Visit California Grown Flowers Facebook page for fun facts and ideas.
Pastured eggs are from hens raised on pasture, as opposed to being kept in confinement and fed primarily grains. Eggs from pastured hens contain higher levels of healthy omega-3 fatty acids than those of their less fortunate cousins, factory hens. Though not necessarily organic, and having both brown or white shells, they are much healthier than those from grain-fed, confined chickens.
The hens might be feed a supplemental diet during the dry winter months, but their diets are usually worms, insects, and other critters on the ground. This natural way of feeding hens gives the yolk that beautiful orange color. They also taste much richer.
Pastured eggs also have 10 percent less fat, 40 percent more vitamin A, and 34 percent less cholesterol than eggs obtained from factory farms.

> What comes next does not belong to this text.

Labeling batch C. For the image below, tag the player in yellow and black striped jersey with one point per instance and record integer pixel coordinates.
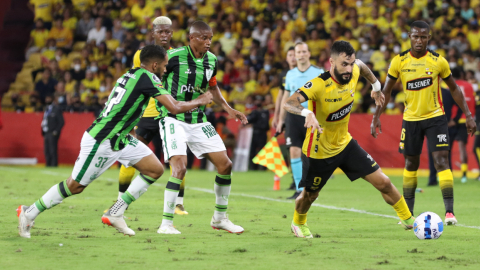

Some consumers confuse the concept of free-range eggs with pastured eggs. Many conventional egg supply companies encourage this confusion, because consumers are sometimes willing to pay a premium price for products that they believe were harvested in humane and sustainable ways. The two terms are not synonymous, however, and “free range” eggs, according to the United States Department of Agriculture, must come from chickens that are offered access to the outside. Many commercial production companies provide this access in the form of a small door that is opened a few times a day; used to being confined indoors, the chickens make no move to explore the outdoors. Pastured chickens are raised in a pasture, with mobile coops to roost in at night.
Although there is no scientific basis for it, some people also believe that pastured hens are happier, and seek out pastured eggs because they are concerned about the treatment of food animals. Enjoy pastured eggs in your next omelet, salad, or dessert. You’ll notice the difference in taste.